2. How 2025 CR provisions compare to 2023 and 2024: continuity over change
The statutory architecture underpinning SNAP did not radically change between 2023 and 2025; the Fiscal Responsibility Act of 2023 adjusted program rules such as ABAWD age and waiver transparency but did not eliminate contingency mechanisms, and the Consolidated Appropriations Act, 2024 explicitly set aside contingency resources that carry into 2025 operations. Consequently, the practical effect of the 2025 CRs—as adjudicated in court and implemented by USDA guidance—resembles prior fiscal-year continuing resolutions where contingency or carryover authorities were used to keep benefits flowing during funding gaps [5] [6] [2]. That similarity explains why observers see 2025 as comparable to prior CR periods despite heightened political rhetoric [7].
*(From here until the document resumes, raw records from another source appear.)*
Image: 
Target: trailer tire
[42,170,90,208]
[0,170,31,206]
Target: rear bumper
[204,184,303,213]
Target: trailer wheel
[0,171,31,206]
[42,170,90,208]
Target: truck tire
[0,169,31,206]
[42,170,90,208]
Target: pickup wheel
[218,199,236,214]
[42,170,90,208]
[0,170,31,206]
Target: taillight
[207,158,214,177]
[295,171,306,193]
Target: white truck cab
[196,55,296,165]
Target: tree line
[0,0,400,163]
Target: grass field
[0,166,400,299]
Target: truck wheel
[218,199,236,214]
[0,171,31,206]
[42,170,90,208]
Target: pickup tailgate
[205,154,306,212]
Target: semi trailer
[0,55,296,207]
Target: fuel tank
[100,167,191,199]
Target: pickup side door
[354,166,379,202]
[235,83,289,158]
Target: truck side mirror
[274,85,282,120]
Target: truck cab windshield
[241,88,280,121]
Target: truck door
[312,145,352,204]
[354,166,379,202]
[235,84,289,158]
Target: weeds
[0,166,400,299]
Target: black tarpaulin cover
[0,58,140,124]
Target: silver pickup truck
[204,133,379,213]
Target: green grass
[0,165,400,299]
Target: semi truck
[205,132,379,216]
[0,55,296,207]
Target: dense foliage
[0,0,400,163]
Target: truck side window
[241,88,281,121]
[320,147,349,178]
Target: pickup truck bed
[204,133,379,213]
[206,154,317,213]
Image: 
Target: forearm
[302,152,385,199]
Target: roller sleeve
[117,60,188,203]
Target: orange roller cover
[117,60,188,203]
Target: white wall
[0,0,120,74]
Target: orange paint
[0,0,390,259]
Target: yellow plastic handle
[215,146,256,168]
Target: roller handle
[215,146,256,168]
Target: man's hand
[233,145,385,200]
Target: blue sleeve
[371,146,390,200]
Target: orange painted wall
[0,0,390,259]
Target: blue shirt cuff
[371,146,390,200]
3. Operational guidance and historical practice: USDA’s role in keeping benefits flowing
USDA guidance and historical precedent from earlier shutdowns (including the 2018–2019 episode cited in analyses) show that the department has authority to draw on contingency reserves to issue regular SNAP benefits when appropriations lapse, and that guidance shaped judicial relief in late October 2025 directing continued payments to participants. The plain language of the contingency statute and USDA’s prior interpretations were pivotal in judges’ decisions ordering payments to continue for roughly 42 million recipients, a remedial posture that aligns USDA practice with the contingency funding Congress provided [3] [1] [7].
4. Competing narratives: headlines vs. statutory mechanics
Media and some political actors emphasized the possibility that “40 million people could lose access” to SNAP during a shutdown, a projection that galvanized lawmakers to introduce emergency bills and bipartisan measures aiming to insulate benefits [8] [9]. Those headlines capture the political risk and urgency but do not fully reflect the legal reality courts relied on when they ordered USDA to tap contingency funds. The divergence between sensational headlines and judicial interpretation reveals competing agendas: advocates and some lawmakers emphasize catastrophic outcomes to spur legislative action, while courts and administrative law focus on statutory language and existing appropriations that can blunt immediate harm [8] [9] [1].
5. Bottom line: policy continuity with political friction
Substantively, 2025 continuing-resolution outcomes for SNAP track prior fiscal-year continuing resolutions in that contingency funding and established USDA authority have been used to sustain benefits through funding lapses; judicial orders in late October 2025 reinforced that continuity by directing use of the 2024 contingency allocation. Politically, the episode produced intensified legislative and media activity—bills to expressly protect SNAP during shutdowns and alarmed coverage about potential benefit interruptions—which underscores that while statutory mechanisms exist to prevent immediate program collapse, the political stakes and interpretations remain contested and can influence long-term funding and program design [2] [4] [9].